Extracellular ATP and 5-hydroxytryptamine (5-HT) are both involved in visceral sensory pathways by interacting with P2X and 5-HT(3) receptors, respectively. We have investigated the changes in P2X and 5-HT(3)-mediated signalling in pelvic afferent neurons in mice deficient in P2X(2) and/or P2X(3) subunits by whole-cell recording of L(6)-S(2) dorsal root ganglion (DRG) neurons and by multi-unit recording of pelvic afferents of the colorectum. In wildtype DRG neurons, ATP evoked transient, sustained or mixed (biphasic) inward currents. Transient currents were absent in P2X(3) (-/-) neurons, whereas sustained currents were absent in P2X(2) (-/-) DRG neurons. Neither transient nor sustained currents were observed following application of ATP or alpha,beta-methylene ATP (alpha,beta-meATP) in P2X(2)/P2X(3) (Dbl-/-) DRG neurons. 5-HT was found to induce a fast inward current in 63% of DRG neurons from wildtype mice, which was blocked by tropisetron, a 5-HT(3) receptor antagonist. The percentage of DRG neurons responding to 5-HT was significantly increased in P2X (2) (-/-), P2X(3) (-/-) and P2X(2)/P2X(3) (Dbl-/-) mice, and the amplitude of 5-HT response was significantly increased in P2X(2)/P2X(3) (Dbl-/-) mice. The pelvic afferent response to colorectal distension was attenuated in P2X(2)/P2X(3) (Dbl-/-) mice, but the response to serosal application of 5-HT was enhanced. Furthermore, tropisetron resulted in a greater reduction in pelvic afferent responses to colorectal distension in the P2X(2)/P2X(3) (Dbl-/-) preparations.

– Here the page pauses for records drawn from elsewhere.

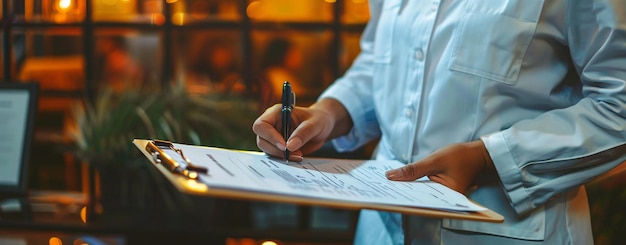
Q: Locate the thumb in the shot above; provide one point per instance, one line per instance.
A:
(409, 172)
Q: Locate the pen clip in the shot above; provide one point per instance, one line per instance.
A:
(185, 167)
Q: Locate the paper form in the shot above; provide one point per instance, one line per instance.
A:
(359, 181)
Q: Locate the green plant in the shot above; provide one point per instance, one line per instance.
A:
(106, 128)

These data suggest that P2X receptors containing the P2X(2) and/or P2X(3) subunits mediate purinergic activation of colorectal afferents and that 5-HT signalling in pelvic afferent neurons is up-regulated in mice lacking P2X(2) or P2X(3) receptor genes. This effect is more pronounced when both subunits are absent.